Many liberals would find this line of argument intriguing, considering that they have placed their faith on the sacred combination of free market mechanism and limited state intervention as embodied in the Welfare State model, with the belief that the Welfare State will abolish patriarchy.
Unfortunately, facts do not support their faith. Although some of them might jump to their feet claiming patriarchy does not have anything to do with capitalism and continue to live in an imbecilic dream that it is somehow possible to abolish patriarchy without confronting capitalism.
Based on Morgan’s work, the relation between private property and patriarchy has been explored by Engels, quite brilliantly. His explanation follows that, as the preservation of inheritance became a quintessential condition for the development of private property and class-based society, post-Agricultural Revolution human society turned away from matriarchy and fell into patriarchy. Since the dissolution of primitive communism, from slave society, through feudalism and now into capitalism, private property has changed its form but kept its hold on the political–economic fabric of human society, and, therefore, it is important to remember that as long as private property exists, the socio–political–economic structure that has formed around it would continue to sustain patriarchy. This symbiotic mechanism is fueled again by capitalism’s two trademark features: commodification and commodity fetishism. The woman is not only commodified but also fetishised as a commodity by consumer; the result being complete disregard of the woman’s individuality and ensuing direct–indirect power practice by the male, all of which manifests itself through systematic discrimination and sexual violence against women.
It is also important to understand that rule of law is the result of the union between the state and capital. The more mature the capital is, the more efficient the state must be, as the state is required to safeguard capital’s interest. In most countries / regions of the global South, where capitalism is still in an immature stage, the state, correspondingly, is inherently incapable of enforcing the rule of law. The primary reason is immature capital in those countries profits in a cheaper way from the lawlessness that reigns. This can perhaps be compared with the primitive accumulation of capital that formed the basis of modern capitalism.

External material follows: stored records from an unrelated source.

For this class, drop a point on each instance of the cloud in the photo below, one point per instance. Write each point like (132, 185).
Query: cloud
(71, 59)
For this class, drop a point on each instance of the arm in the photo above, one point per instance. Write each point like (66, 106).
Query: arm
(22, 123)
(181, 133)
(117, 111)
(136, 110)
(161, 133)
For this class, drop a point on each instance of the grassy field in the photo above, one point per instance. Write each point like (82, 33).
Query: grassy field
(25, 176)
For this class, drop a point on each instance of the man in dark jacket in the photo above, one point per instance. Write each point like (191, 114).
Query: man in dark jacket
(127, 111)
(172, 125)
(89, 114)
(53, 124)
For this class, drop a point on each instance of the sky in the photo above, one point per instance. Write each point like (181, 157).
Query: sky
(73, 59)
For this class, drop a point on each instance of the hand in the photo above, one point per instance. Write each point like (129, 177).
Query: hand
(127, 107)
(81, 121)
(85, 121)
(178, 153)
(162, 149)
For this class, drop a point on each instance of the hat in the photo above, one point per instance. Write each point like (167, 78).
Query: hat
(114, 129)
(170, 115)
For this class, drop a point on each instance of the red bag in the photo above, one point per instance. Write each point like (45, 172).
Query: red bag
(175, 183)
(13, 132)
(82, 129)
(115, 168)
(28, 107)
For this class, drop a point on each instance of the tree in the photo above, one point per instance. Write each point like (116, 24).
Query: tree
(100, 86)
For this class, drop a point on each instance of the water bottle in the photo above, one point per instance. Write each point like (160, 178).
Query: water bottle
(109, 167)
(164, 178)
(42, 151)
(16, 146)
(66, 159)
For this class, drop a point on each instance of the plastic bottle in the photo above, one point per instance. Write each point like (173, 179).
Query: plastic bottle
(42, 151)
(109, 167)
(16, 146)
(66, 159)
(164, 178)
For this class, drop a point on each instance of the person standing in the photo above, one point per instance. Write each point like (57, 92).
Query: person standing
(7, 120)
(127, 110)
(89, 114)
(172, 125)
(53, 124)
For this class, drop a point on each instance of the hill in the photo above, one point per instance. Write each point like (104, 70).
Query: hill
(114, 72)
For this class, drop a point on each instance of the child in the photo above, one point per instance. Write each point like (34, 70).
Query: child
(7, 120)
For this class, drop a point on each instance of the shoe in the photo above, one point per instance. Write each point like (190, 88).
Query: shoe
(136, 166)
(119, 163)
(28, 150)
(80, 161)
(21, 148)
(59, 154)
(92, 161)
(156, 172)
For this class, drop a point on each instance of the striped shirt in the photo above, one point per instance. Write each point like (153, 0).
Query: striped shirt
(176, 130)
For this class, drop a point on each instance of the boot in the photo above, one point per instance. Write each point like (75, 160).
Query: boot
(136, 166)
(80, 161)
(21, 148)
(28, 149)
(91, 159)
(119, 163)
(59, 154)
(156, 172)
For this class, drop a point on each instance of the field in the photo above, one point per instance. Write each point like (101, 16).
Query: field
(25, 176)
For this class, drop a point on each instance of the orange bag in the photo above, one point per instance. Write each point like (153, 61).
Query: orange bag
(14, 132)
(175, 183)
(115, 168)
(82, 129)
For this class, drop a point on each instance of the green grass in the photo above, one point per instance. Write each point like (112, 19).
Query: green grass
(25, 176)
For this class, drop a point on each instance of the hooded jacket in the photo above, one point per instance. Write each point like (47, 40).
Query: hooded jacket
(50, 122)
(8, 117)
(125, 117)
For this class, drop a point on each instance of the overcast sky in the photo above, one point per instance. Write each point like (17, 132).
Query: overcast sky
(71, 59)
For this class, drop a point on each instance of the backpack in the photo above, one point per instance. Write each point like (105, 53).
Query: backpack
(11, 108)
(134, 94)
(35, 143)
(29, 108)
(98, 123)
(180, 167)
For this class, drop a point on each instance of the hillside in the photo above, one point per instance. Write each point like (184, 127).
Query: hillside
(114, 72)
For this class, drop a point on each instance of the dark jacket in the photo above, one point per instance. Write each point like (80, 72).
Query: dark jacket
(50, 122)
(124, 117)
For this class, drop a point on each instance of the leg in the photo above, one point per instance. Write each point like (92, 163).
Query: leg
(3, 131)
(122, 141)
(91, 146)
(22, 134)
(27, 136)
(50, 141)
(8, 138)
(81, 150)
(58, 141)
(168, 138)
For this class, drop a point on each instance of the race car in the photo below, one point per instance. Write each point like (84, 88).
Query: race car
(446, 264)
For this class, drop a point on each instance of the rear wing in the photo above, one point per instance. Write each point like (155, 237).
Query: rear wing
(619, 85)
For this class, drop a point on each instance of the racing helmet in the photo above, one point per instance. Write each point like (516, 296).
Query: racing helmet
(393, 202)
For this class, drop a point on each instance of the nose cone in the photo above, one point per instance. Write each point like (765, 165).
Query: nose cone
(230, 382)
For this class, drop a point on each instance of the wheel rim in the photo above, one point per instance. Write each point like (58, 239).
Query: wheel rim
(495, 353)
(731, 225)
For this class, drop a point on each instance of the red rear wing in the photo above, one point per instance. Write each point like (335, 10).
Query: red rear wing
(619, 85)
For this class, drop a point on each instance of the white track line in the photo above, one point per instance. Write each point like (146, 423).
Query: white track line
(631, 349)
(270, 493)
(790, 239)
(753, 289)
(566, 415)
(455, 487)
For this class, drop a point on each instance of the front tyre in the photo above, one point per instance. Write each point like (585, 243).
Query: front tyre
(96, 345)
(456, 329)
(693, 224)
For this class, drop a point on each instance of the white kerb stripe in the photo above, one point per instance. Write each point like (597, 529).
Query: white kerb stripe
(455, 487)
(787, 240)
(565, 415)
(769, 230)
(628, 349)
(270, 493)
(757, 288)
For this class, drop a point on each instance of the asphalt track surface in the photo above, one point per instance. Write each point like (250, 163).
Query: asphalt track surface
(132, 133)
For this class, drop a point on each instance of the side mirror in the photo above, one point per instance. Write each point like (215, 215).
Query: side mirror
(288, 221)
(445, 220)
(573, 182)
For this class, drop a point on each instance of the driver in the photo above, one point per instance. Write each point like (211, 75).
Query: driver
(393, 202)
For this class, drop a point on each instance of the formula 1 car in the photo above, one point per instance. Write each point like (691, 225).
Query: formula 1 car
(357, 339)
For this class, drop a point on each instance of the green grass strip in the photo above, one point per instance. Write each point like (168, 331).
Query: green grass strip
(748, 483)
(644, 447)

The underlying causality in this scenario must be incorporated in the strategy of the movement against patriarchy. Those fighting against patriarchy must realise that: a) addressing patriarchy as a system separate from capitalism would only lead to misjudgment in determining the path of the movement; and b) the fight against patriarchy in the global South (as in Bangladesh) can not be characteristically identical with the movement in the global North, as the patriarchal structure in the global South, although same in the core, has different tendencies and attributes than that in the global North, given that the stage of the capital in the two regions are very different.
(Omar Raad Chowdhury is an MSS student of Economics at University of Dhaka, Bangladesh.)